As to the city’s assertion that not just anyone could do the employee’s job, a more focused inquiry, said the court, was whether he could do it without significant risk to health or safety. It was reasonable to conclude he could.

And while the trial judge may have wrongly excluded evidence that the employee was in a car accident before his head injury, which the city offered as evidence that his driving posed a safety risk, this was harmless error, said the court, noting that the direct-threat defense was predominantly based on the doctor’s opinions and the single episode of inattentive driving did not loom large.

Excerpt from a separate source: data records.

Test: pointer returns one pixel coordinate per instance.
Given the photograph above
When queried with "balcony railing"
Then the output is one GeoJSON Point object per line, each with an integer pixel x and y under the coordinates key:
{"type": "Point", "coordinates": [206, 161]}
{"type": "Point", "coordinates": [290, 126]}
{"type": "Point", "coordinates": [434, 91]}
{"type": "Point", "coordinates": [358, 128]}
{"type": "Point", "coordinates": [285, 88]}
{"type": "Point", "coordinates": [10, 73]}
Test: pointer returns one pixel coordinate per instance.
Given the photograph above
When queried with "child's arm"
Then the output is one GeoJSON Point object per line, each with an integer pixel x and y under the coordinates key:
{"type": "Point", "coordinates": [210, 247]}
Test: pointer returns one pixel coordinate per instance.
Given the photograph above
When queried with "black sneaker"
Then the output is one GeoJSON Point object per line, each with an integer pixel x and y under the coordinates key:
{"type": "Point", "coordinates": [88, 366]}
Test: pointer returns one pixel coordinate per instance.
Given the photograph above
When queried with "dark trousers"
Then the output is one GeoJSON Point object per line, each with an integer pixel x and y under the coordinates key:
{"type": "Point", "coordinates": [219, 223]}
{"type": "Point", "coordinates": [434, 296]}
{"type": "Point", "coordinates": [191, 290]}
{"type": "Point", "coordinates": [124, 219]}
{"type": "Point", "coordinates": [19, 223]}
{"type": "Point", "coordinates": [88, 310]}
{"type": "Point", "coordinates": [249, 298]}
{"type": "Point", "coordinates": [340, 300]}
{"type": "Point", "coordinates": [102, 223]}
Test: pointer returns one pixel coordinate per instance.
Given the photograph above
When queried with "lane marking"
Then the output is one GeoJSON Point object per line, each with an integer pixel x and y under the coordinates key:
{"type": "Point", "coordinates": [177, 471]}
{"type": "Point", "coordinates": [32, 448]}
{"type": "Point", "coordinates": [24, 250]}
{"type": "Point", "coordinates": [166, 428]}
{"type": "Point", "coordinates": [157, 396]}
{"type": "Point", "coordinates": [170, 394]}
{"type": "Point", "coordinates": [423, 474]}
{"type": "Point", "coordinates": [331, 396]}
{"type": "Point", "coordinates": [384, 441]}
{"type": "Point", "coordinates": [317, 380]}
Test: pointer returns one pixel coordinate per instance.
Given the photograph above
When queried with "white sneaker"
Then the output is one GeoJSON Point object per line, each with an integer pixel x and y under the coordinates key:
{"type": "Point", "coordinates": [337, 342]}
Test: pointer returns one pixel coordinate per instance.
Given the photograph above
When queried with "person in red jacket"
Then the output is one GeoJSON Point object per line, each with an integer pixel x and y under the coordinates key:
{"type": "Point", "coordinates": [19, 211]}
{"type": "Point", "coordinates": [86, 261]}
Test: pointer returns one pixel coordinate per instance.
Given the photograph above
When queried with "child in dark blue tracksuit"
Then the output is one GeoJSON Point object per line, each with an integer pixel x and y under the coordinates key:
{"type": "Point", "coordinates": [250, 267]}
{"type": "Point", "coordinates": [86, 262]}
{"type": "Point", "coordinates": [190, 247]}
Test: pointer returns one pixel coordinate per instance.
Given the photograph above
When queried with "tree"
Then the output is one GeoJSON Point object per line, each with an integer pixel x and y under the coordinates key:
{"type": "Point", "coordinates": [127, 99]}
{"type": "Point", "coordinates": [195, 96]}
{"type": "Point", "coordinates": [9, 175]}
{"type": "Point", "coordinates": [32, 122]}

Back pay. Turning to the city’s challenge to the backpay award, in which it argued that the employee failed to mitigate damages, the court noted that to prove a failure to mitigate in this context, the employer must show that “(1) the [employee] failed to exercise reasonable diligence to mitigate his damages, and [that] (2) there was a reasonable likelihood that the [employee] might have found comparable work by exercising reasonable diligence.” Although the city argued that this approach should be abandoned in favor of the approach endorsed by the Second Circuit, which eliminates the employer’s burden to prove the availability of other comparable employment, the court declined to do so, finding that its approach has been repeatedly reaffirmed and best comported with the concept of mitigation in this context. Specifically, said the court, an employee can mitigate damages only if it is within his power to reduce the harm he suffered. The plaintiff’s backpay award should not be reduced based on failure to mitigate if reasonably diligent effort would not have been likely to produce comparable employment, the court explained, noting that the trial judge faithfully applied circuit precedent in declining to reduce the backpay award for failure to mitigate and there was no manifest error.